The output of the simulacro function is a list of lists of data frames, each of which is a simulated time series. If DIR=TRUE one folder will also be created for each Alpha and C combination containing all the replicates datasets set in ITERATION. if DIR=FALSE (default) the order in the list will follow the order of the C and Alpha values respectively as set in C and A.

Selecting best time series simulation

data(nzw)
frogsSum<- modSel(WIN= nzw, M0= frogsEM, M2= frogsLacro,
AV= c(2,3,4.5,7.5,11,15,20,25), RAD= seq(0,30000,1000))

# plot output:

plotAlpha(SSIM= frogsSum, REP= 10)
plotAlpha(SSIM= frogsSum, REP= 10, BP=TRUE)

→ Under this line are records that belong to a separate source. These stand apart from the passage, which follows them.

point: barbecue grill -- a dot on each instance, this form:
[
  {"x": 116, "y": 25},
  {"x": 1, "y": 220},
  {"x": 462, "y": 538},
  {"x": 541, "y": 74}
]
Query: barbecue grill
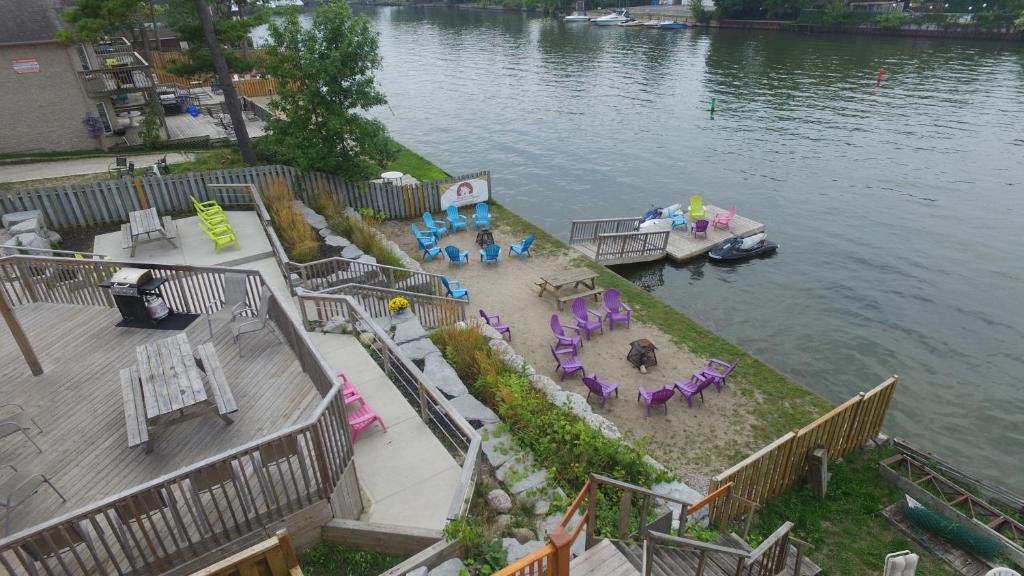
[{"x": 137, "y": 295}]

To select the simulated time series that is the most similar to our observed one (frogs) use the modSel function. It takes five arguments. WIN is the spatial boundaries of the analysis (like nzp) in the form of a “window” object from package “spatstat”. An example WIN object (nzw) is called in the first row. M0 is the output of the EM function (observed time series). M2 is the output of the simulacro function (simulated time series list). AV is a numeric vector of the Alpha values used in the simulated datasets in the same order as in the list of argument M2. It is used to save the output data frame. RAD is a numeric vector of search distances for the K-function. This parameter indicates the radiuses at which the K–function K(r) is evaluated. Fewer values speed up the computation time but produce less accurate results.

The output of this function is a data frame with two columns: dissimilarity contains the dissimilarity values computed by the spatSim function; compAlpha contains the input values from AV. This data frame can be conveniently visualised with the plotAlpha function. When argument BP is set as “true” all replicates are represented as boxplots, otherwise only the average line is plotted.

Future projections

idst<- frogsEM
yr<- seq(2015,2030,1)
hNoYear<-rep(c(1,0,0),length.out=length(yr))
AV<- 20

frogsLacro<- simulacro(INIDIST=idst,YEARS=yr,
  BOUNDARY=nzp,NNAT=2,NANTH=hNoYear,
  A=AV,X=seq(.1,30,.1),
  TRUEANTH=FALSE,PROB=.5,
  HSM=nzp,FACNAT=2)

f<- frogsLacro[[1]][[1]]
f<-f[f$year>2010,]

plot(nzp)
points(idst$x, idst$y,pch=3)
points(f[f$Pnat>=.5,'x'],f[f$Pnat>=.5,'y'],col=4)
points(f[f$Pnat<.5,'x'],f[f$Pnat<.5,'y'],col=2)

Function simulacro can also be used to project an invasion into the future. The main differences with respect to the use described above are the argument YEARS, which, for future projections, must contain the year numbers for which to produce new points, and the argument TRUEANTH, which must be set as “false”. The mean number of anthropic and natural points to be generated per year can be computed by averaging the number of anthropic and natural points per year as classified by function EM. Note that values of less than one are not acceptable as arguments NNAT and NANTH represent numbers of points to be generated.